The following is a task configuration example with safe mode enabled:
syncers: # The running configurations of the sync processing unit.
global: # Configuration name.
# Other configuration items are not provided in this example.
safe-mode: true # Enables safe mode for the whole incremental replication process.
# Other configuration items are not provided in this example.
# ----------- Instance configuration -----------
mysql-instances:
-
source-id: "mysql-replica-01"
# Other configuration items are not provided in this example.

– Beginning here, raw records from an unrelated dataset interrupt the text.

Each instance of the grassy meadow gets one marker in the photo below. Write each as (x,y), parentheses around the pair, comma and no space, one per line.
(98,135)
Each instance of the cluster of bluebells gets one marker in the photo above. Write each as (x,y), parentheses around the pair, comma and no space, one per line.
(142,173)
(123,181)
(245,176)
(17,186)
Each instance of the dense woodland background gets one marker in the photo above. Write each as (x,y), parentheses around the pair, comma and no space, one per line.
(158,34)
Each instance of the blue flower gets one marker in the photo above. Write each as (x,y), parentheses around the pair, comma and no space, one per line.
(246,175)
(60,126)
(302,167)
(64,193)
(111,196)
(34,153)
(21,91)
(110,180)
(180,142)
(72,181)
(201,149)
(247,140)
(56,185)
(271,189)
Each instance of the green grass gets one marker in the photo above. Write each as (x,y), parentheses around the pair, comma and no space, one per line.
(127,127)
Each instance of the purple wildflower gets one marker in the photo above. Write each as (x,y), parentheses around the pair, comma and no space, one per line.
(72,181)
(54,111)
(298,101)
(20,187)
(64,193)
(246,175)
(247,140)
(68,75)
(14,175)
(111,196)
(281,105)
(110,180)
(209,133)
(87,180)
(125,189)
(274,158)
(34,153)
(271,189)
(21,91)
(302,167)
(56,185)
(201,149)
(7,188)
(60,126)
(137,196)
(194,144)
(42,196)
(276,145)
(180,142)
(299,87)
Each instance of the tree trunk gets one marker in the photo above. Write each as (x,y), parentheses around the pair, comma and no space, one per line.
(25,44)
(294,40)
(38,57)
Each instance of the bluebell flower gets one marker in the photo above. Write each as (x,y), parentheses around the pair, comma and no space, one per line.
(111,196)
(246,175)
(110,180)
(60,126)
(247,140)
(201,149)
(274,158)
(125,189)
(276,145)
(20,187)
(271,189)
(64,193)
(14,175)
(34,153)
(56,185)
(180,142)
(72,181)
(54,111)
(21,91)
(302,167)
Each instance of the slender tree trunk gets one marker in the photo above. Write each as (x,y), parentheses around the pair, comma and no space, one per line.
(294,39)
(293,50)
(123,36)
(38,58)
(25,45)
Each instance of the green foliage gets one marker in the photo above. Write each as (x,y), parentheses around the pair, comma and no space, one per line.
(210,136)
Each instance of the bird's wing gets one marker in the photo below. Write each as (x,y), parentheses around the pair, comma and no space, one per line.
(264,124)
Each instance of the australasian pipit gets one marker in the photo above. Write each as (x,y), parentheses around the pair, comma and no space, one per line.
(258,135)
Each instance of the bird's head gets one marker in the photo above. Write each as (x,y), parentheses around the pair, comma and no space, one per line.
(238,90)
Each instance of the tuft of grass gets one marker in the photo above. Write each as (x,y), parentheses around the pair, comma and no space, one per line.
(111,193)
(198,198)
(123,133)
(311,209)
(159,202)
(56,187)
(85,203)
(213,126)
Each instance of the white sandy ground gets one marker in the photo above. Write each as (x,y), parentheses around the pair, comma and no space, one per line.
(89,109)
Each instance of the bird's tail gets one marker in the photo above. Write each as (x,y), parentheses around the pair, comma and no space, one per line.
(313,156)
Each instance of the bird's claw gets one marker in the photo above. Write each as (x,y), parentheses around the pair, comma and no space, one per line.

syncer-config-name: "global" # Name of the syncers configuration.
Notes for safe mode
If you want to enable safe mode during the entire replication process for safety reasons, be aware of the following:
- Incremental replication in safe mode consumes extra overhead. Frequent
DELETE
+REPLACE
operations result in frequent changes to primary keys or unique indexes, which creates a greater performance overhead than executingUPDATE
statements only. - Safe mode forces the replacement of records with the same primary key, which might result in data loss in the downstream. When you merge and migrate shards from the upstream to the downstream, incorrect configuration might lead to a large number of primary key or unique key conflicts. If safe mode is enabled in this situation, the downstream might lose lots of data without showing any exception, resulting in severe data inconsistency.
- Safe mode relies on the primary key or unique index to detect conflicts. If the downstream table has no primary key or unique index, DM cannot use
REPLACE
to replace and insert records. In this case, even if safe mode is enabled and DM rewritesINSERT
toREPLACE
statements, duplicate records are still inserted into the downstream.
In summary, if the upstream database has data with duplicate primary keys, and your application tolerates loss of duplicate records and performance overhead, you can enable safe mode to ignore data duplication.